La circulaire du 12 mars 2015 précise les cas dans lesquels s'applique, par exception au principe "silence vaut acceptation", la règle d'une décision implicite de rejet après le silence de l'administration gardé pendant deux mois pour les demandes formulées par des agents dans leurs relations avec les autorités administratives de l'État.

Cette dernière est applicable depuis le 12 novembre 2014.

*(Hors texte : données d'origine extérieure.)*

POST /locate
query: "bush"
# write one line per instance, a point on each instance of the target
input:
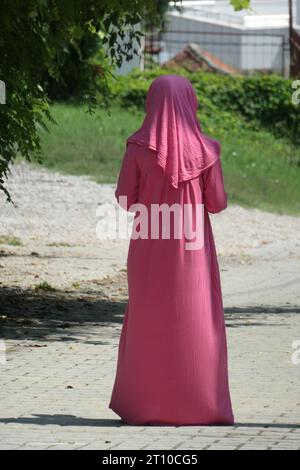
(255, 101)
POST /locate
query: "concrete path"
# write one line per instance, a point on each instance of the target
(62, 298)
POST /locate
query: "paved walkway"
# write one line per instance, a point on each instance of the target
(61, 344)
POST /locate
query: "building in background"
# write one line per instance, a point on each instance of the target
(256, 40)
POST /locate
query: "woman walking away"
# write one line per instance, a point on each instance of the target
(172, 357)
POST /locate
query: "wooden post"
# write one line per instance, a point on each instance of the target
(291, 37)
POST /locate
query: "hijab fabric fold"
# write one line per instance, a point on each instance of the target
(172, 129)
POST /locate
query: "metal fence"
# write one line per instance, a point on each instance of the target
(244, 51)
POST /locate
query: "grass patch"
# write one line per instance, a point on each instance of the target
(260, 170)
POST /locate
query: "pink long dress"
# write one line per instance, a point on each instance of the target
(172, 357)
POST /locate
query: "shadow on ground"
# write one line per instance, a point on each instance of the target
(70, 420)
(43, 314)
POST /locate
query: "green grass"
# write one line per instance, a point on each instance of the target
(260, 170)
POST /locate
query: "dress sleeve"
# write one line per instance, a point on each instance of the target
(214, 197)
(128, 181)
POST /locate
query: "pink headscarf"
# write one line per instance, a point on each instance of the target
(172, 129)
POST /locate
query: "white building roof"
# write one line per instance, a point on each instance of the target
(264, 14)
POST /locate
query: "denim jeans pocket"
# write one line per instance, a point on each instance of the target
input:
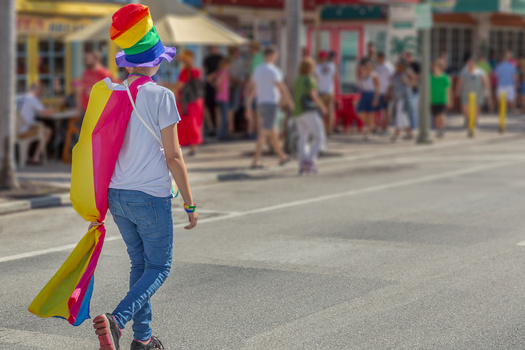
(144, 213)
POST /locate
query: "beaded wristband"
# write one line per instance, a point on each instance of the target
(190, 208)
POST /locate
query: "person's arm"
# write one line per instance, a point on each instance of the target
(286, 94)
(177, 167)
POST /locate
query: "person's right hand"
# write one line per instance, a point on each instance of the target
(192, 217)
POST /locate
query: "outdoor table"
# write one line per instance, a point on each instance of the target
(56, 119)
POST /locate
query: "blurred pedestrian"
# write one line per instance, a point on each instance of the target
(403, 81)
(191, 105)
(28, 107)
(369, 86)
(521, 84)
(440, 98)
(472, 80)
(370, 56)
(308, 104)
(238, 76)
(507, 80)
(325, 72)
(256, 59)
(415, 67)
(210, 65)
(384, 70)
(94, 73)
(140, 191)
(266, 84)
(222, 86)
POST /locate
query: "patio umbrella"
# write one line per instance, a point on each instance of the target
(175, 22)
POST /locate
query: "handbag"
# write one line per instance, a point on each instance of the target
(307, 103)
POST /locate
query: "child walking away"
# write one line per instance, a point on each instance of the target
(369, 85)
(140, 191)
(222, 98)
(440, 96)
(308, 121)
(401, 91)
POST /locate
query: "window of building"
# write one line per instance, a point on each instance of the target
(21, 64)
(51, 66)
(502, 40)
(454, 41)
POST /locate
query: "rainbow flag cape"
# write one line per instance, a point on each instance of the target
(68, 293)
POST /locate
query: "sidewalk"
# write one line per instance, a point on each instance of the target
(49, 185)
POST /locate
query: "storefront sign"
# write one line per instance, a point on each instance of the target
(402, 32)
(443, 5)
(49, 26)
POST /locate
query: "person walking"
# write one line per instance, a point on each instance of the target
(189, 91)
(472, 80)
(308, 104)
(369, 85)
(415, 67)
(325, 72)
(28, 107)
(440, 98)
(222, 86)
(266, 84)
(401, 91)
(384, 70)
(507, 80)
(140, 191)
(94, 73)
(210, 65)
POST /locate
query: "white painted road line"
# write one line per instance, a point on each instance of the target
(231, 215)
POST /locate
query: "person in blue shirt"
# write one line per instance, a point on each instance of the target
(507, 74)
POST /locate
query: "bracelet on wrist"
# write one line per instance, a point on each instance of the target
(190, 208)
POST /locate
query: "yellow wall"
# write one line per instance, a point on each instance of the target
(32, 60)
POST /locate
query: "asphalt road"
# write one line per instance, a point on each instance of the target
(411, 250)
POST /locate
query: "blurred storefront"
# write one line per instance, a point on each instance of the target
(343, 26)
(472, 26)
(42, 53)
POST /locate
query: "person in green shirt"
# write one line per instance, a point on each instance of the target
(309, 123)
(440, 96)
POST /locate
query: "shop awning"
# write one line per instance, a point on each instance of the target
(176, 23)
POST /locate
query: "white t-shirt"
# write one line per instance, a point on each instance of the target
(28, 106)
(385, 72)
(266, 77)
(325, 73)
(141, 164)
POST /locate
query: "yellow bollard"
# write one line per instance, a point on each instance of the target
(472, 108)
(502, 112)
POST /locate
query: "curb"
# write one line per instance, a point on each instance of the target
(63, 199)
(34, 203)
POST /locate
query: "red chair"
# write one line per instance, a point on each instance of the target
(345, 114)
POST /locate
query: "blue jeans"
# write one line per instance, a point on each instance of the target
(146, 225)
(224, 108)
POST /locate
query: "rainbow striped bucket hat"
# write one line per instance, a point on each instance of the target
(133, 31)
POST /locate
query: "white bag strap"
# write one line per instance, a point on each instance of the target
(138, 115)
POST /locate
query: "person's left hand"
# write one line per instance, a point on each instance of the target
(95, 224)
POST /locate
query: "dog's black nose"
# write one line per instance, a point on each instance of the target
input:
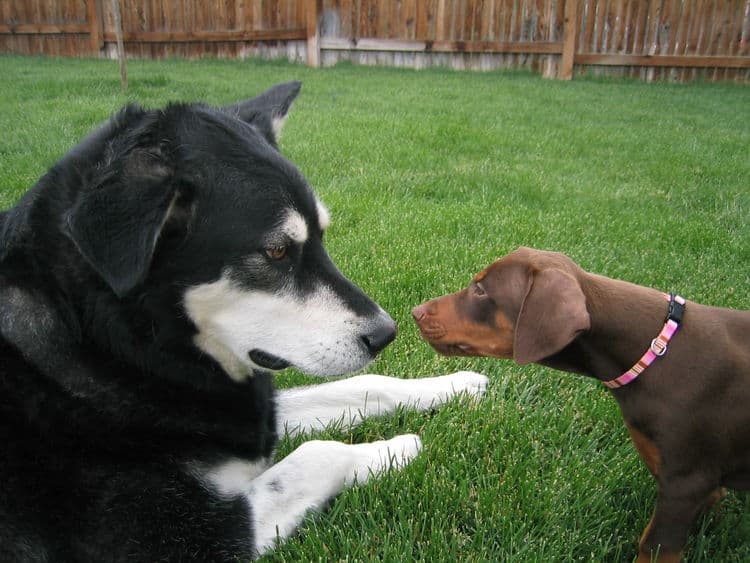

Depuis la loi du 12 novembre 2013, l'absence de réponse de l'administration à une demande d'un citoyen au terme d'un délai de deux mois vaut désormais décision implicite d'acceptation.
Toutefois, l'application du "silence vaut acceptation" est expressément exclue dans les relations entre les autorités administratives et leurs agents, en vertu de l'article 21, 5° de la loi du 12 avril 2000 relative aux droits des citoyens dans leurs relations avec les administrations.
Elle est également exclue pour les demandes formulées par les ayants droit des agents publics et pour les demandes qui portent sur les procédures d'accès aux emplois publics. Sont également exclues du nouveau principe de décision implicite d'acceptation les relations entre personnes morales de droit public.

La circulaire apporte ainsi des précisions concernant :
- la définition du champ des relations entre les "autorités administratives" et leurs "agents" ;
- les demandes des ayants droit ou ayants cause de l'agent ;
- les demandes relatives à l'accès à la fonction publique ;
- les demandes d'équivalence de diplômes.